Once upon a time, unicorns grazed innocently over websites like Cole’s own Impossible.com, the “gift economy” website that was powered only by love (and a gift from taxpayers).
Contributors were happy to be give willingly and be paid only in hugs.
After the Cabinet Office creatively interpreted its guidelines to give Cole £200,000 for Impossible.com, an “innovation in giving” grant, she took the show on the road. Highlights included an ATM that printed wishes.
But the model, actress and philosopher, whose net worth was estimated at £7m, has realised that some people have become wealthy from doing what she exactly was doing.
“In reality it’s millions of people ‘sharing’ to produce a handful of billionaires,” she writes on her Medium blog.
“We have trillions of dollars of underutilized resources that need to be unlocked. The challenge of our generation is to get more out of every tomato, drill, mile of road, and hour of boredom.”
Cole says these shouldn’t be unlocked by “rental platforms” which (boo) take money, but by the authentic pioneers of the “real sharing economy” such as… herself.
And what might the “real” one look like? Helpfully, she provides a definition.
“It includes libraries and buses, roads and parks, power systems and water supplies, courts and rummage sales, charity shops and bulletin boards, community gardens and universities.”
Wait…. Buses? Have thousands of Routemasters been lying idle in private garages up and down the land, their bus enthusiast owners unable to put them to use? That must be what she means. And universities? All voluntary, apparently.
Cole also treats us to an extra lesson in economics. Impossible.com is saving civilisation, if not the planet itself. Literally.
“[Earth] can’t accommodate us all if we all consume resources like the Americans or British of today. We would need three planet Earths to support us… Jointly using what we have, sharing, is one of our best chances for survival.”
This isn’t actually true. Technological advances mean we now use less stuff to make more. We no longer need to chop down trees or kill whales for their blubber (once a vital fuel in Victorian times).

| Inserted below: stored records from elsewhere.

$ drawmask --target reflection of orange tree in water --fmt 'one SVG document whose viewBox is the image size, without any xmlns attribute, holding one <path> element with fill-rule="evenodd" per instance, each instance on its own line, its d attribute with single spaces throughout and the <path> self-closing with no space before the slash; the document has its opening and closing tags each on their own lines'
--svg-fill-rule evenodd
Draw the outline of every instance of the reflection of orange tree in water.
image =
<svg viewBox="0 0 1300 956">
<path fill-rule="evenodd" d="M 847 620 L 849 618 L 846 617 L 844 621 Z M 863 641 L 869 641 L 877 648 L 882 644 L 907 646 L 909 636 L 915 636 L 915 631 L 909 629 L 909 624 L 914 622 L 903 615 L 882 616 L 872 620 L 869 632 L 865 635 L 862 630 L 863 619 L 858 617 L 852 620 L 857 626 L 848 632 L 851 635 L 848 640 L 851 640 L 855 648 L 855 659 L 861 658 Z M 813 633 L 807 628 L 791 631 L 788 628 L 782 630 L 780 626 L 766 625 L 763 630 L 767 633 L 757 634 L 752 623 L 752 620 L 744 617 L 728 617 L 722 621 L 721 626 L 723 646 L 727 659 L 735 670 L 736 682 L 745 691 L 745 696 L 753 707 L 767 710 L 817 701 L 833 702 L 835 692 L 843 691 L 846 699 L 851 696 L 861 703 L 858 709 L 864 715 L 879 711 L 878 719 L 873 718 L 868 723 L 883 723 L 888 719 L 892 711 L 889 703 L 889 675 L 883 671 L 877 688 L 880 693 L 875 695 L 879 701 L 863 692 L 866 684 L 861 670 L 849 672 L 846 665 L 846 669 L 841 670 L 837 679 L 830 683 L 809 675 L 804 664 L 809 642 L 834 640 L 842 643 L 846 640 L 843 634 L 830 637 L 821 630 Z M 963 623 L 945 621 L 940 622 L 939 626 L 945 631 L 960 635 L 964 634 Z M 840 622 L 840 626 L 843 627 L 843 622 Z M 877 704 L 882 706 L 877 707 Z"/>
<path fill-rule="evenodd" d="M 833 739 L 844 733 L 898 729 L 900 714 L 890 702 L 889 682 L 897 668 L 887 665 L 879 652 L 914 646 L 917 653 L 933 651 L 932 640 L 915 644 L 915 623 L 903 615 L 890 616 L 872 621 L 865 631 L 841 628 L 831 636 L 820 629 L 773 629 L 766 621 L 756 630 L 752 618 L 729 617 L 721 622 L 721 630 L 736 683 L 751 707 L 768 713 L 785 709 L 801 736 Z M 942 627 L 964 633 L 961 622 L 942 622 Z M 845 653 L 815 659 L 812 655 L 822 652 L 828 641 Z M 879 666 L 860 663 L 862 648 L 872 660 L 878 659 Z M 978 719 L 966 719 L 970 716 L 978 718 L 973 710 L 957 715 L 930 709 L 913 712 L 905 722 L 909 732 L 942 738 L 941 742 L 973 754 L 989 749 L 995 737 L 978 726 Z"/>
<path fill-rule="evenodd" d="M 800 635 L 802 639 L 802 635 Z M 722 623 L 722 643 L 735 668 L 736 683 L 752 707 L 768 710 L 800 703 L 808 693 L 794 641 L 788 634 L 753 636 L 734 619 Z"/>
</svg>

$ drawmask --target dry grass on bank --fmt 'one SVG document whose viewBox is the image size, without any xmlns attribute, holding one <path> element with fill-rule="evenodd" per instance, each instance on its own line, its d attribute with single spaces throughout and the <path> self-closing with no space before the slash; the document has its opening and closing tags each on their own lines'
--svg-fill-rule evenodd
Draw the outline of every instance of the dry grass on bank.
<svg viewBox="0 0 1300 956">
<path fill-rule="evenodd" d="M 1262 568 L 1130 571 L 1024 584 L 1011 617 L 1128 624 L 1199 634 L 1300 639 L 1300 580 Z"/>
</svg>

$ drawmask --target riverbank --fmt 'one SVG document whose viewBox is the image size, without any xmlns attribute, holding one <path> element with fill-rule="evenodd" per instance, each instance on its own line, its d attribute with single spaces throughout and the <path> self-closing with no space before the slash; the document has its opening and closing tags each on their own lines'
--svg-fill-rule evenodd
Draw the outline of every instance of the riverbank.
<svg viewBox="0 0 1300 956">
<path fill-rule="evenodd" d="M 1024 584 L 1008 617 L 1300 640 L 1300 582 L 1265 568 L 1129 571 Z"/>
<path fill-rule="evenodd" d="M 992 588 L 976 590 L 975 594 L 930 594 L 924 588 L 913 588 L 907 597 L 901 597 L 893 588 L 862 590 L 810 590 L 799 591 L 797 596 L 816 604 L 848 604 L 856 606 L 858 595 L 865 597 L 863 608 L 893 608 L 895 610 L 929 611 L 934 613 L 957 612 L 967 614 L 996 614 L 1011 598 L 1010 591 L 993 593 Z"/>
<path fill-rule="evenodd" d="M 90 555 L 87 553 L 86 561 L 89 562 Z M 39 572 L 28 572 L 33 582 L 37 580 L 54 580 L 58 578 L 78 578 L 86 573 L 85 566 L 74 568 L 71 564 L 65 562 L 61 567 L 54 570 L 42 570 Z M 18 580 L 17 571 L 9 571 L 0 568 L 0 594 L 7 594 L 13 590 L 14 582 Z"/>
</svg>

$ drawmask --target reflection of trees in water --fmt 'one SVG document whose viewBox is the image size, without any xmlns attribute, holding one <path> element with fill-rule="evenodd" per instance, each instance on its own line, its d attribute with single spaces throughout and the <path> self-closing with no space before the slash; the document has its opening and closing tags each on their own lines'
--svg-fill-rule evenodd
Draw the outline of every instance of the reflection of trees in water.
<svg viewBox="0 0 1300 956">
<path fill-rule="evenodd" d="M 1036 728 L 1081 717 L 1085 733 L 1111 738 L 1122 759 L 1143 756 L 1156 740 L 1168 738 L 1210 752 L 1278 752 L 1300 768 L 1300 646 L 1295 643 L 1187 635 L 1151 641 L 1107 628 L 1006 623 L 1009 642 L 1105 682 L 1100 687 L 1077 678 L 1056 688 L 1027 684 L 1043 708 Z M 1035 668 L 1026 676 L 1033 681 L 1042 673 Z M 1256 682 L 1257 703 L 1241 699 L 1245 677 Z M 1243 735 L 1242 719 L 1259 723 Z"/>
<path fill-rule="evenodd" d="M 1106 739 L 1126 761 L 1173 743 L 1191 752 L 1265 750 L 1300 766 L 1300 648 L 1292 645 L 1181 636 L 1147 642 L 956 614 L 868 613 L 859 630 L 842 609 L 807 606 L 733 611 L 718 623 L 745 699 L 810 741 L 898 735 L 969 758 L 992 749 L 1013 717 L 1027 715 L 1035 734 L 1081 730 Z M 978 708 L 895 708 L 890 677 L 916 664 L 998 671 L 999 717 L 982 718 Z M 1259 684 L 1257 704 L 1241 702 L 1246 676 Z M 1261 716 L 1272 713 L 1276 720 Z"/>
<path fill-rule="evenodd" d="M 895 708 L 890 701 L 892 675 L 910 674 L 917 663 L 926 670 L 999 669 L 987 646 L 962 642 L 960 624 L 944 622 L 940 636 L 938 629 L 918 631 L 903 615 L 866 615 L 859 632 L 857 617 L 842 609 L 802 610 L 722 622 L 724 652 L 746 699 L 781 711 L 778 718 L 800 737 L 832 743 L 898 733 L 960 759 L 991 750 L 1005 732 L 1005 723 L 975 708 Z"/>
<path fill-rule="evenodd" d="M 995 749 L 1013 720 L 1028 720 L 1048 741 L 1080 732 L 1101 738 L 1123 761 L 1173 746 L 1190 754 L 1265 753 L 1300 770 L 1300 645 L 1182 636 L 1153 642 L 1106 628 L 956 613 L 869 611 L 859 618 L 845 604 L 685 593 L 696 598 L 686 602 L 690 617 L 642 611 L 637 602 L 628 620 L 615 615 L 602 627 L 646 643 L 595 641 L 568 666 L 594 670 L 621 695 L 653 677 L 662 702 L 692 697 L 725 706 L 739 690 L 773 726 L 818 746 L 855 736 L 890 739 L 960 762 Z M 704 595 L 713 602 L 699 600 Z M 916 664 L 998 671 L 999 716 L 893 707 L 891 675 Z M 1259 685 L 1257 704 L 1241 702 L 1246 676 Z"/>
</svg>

GDP has risen, while the amount of stuff needed to make it has remained static or even fallen as Diane Coyle explained here (£). You could try and argue we’ve exported dirty work to emerging economies … until you see the figures for manufacturing-heavy Germany, where as GDP grew, the amount of stuff consumed to make it fell too. Opening access to underutilised resources via platforms like Uber may well, Coyle writes, create greater efficiencies. But Cole's objection appears to be that money changes hands, and money is the incentive that makes the platforms work.
Money and ownership both seem toxic to Lily Cole, but if our ancestors hadn’t invented credit, and property rights, then today we’d still be standing in fields pointing slack-jawed at aeroplanes. We’re the survivors of a “gift economy” that, fortunately, was abandoned centuries ago. ®
Money doesn't change hands (much) at Impossible.com, which may account for its failure. The Mail on Sunday reported that Impossible.com despite your generous taxpayer’s contribution is now £400,000 in debt.